Plus tard, sous l’influence croissante de diverses instances européennes ou onusiennes, le débat public change quelque peu d’orientation. D’un côté se pose la question de la libéralisation ou non du marché de l’eau et de la privatisation des services de l’eau. Les différentes problématiques de la mondialisation occupent le devant de la scène. Pourtant, en Suisse, l’eau n’est presque jamais montrée comme un produit : sa valeur économique est liée aux processus de sa transformation en eau potable. Ceci est probablement l’un des facteurs qui expliquent la forte résistance observée contre la marchandisation de l’eau et contre la présence de grandes multinationales dans le domaine de la distribution de l’eau en Suisse.
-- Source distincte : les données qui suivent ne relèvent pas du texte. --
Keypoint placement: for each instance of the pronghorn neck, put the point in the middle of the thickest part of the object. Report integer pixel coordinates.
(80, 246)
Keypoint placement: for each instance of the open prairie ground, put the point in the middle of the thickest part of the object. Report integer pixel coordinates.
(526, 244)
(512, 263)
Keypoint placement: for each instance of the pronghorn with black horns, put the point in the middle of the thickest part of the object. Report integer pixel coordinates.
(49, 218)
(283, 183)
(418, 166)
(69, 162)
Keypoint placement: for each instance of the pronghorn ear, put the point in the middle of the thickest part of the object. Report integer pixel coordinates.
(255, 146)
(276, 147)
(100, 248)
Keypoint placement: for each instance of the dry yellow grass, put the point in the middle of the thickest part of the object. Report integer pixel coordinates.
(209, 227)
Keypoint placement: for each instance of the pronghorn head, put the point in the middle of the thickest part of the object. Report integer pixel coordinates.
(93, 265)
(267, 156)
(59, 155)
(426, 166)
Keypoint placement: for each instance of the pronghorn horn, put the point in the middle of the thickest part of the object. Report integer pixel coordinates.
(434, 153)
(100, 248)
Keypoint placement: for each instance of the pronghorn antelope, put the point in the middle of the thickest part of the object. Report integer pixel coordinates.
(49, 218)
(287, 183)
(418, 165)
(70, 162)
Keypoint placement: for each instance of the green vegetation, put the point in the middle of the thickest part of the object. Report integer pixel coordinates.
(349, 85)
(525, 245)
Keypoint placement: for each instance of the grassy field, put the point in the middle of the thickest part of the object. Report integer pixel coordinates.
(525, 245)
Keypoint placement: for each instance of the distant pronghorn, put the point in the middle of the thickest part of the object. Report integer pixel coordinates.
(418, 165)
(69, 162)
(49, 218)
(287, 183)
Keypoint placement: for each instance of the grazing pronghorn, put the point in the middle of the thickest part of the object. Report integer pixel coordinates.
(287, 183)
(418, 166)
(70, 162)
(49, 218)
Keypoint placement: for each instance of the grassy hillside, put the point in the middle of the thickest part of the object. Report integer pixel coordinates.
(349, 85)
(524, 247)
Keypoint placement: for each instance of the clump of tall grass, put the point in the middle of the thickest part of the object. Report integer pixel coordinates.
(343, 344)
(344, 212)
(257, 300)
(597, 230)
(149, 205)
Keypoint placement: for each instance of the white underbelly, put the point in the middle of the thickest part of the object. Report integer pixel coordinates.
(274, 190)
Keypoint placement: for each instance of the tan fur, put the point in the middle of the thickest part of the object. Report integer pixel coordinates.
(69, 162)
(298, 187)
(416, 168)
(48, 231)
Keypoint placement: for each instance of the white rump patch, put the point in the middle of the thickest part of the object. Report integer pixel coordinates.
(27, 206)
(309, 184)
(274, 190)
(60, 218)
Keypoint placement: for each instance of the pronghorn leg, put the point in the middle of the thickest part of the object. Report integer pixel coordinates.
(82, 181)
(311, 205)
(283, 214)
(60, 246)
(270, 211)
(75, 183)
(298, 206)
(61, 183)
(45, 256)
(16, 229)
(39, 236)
Quand le débat se déconnecte des réalités locales
Parallèlement apparaît toute une panoplie de concepts généraux applicables, dit-on dans les arènes internationales, autant dans les pays industrialisés que dans les pays en développement. "L’eau est décrite de manière de plus en plus globalisante et déconnectée des réalités locales", constate Paola Rattu et il est alors de bon ton d’inciter citoyens et consommateurs à adopter des comportements qui n’ont pourtant pas grand-chose à voir avec les réalités hydrologiques et sociales qui, en Suisse, se déroulent à des échelles très locales.
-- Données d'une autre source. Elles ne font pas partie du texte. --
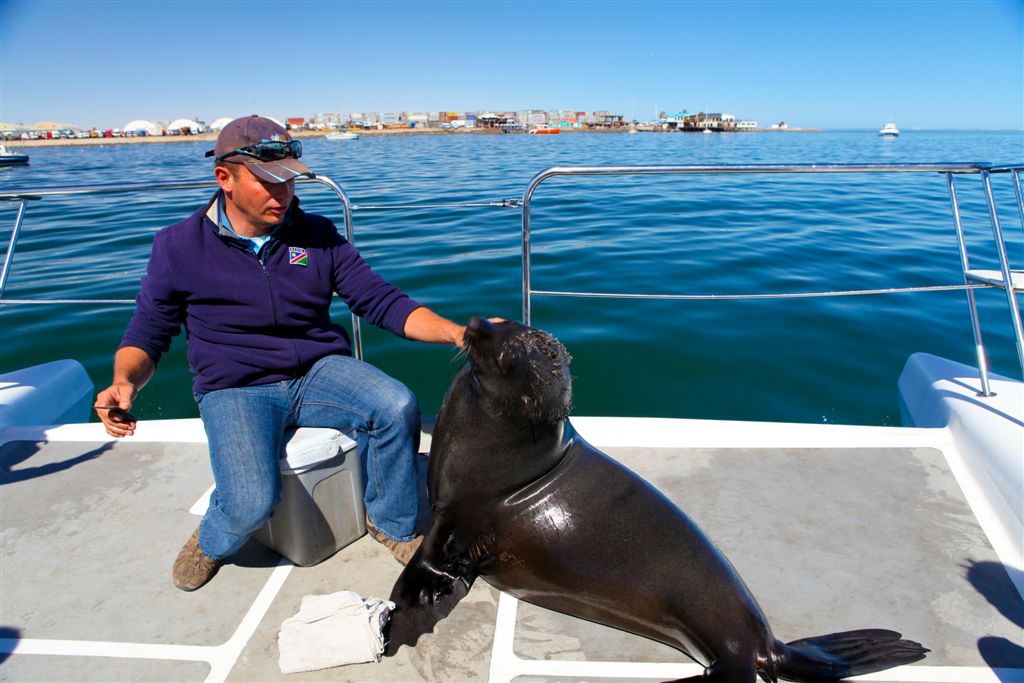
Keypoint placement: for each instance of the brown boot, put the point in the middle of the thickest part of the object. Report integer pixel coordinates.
(194, 567)
(402, 550)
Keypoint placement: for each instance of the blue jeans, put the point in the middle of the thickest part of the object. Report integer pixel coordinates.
(245, 427)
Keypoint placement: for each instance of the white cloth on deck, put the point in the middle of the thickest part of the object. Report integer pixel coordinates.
(333, 630)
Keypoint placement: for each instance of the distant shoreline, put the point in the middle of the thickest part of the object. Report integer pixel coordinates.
(312, 134)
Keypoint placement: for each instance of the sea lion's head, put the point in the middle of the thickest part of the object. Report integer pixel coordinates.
(519, 371)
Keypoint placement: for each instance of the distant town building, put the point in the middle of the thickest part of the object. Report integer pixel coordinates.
(701, 121)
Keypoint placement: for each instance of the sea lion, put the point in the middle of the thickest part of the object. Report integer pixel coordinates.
(521, 500)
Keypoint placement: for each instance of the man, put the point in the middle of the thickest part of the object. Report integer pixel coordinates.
(251, 275)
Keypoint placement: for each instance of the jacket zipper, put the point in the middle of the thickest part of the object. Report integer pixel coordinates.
(265, 250)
Ce type d’arguments semble même faire fortune : "Les propositions formulées pour d’autres contextes (notamment les pays du Sud) sont reprises dans le contexte national et au niveau local, comme si l’eau était une ressource pleinement insérée dans le processus de mondialisation. Par exemple, la rareté de l’eau n’est pas débattue au cas par cas, mais postulée au niveau mondial, et ce postulat est utilisé pour suggérer des placements financiers dans le secteur de la gestion de l’eau en réseau".
Mais les discours de ce genre ne dureront pas très longtemps et changeront de manière assez radicale à partir du milieu des années 2000 : les échelles d’analyses globale et locale sont à nouveau clairement séparées et, s’agissant de la gestion des réseaux d’eau en Suisse, la rationalité économique et technique relègue au second plan les arguments moralisateurs qui se déplacent vers les produits de consommation, l’eau en bouteille notamment, jugée peu écologique mais aussi d’un coût beaucoup trop élevé comparé à celui de l’eau du robinet.
Un mode de gouvernance original
Après un certain flux et reflux des perceptions que l’on se fait parmi les consommateurs suisses romands des problématiques liées à la gestion de l’eau publique, il faut bien reconnaître que même si les dynamiques s’entremêlent, elles ne s’en trouvent finalement guère bouleversées. La suite des recherches menées par Paola Rattu devrait dire s’il faut ou non continuer à en chercher la principale explication dans la manière dont s’exerce le pouvoir politique et économique et dans le fonctionnement des institutions démocratiques.
"Je suis intimement convaincue, dit-elle, que la Suisse est un système spécial, non comparable et intrinsèquement différent de celui des pays qui l’entourent. Cela se voit dans la façon qu’on a dans ce pays d’aborder les problèmes, de faire circuler les informations et de participer aux processus de décision : cela requiert un investissement individuel responsable qu’on ne trouve pas forcément dans d’autres contextes."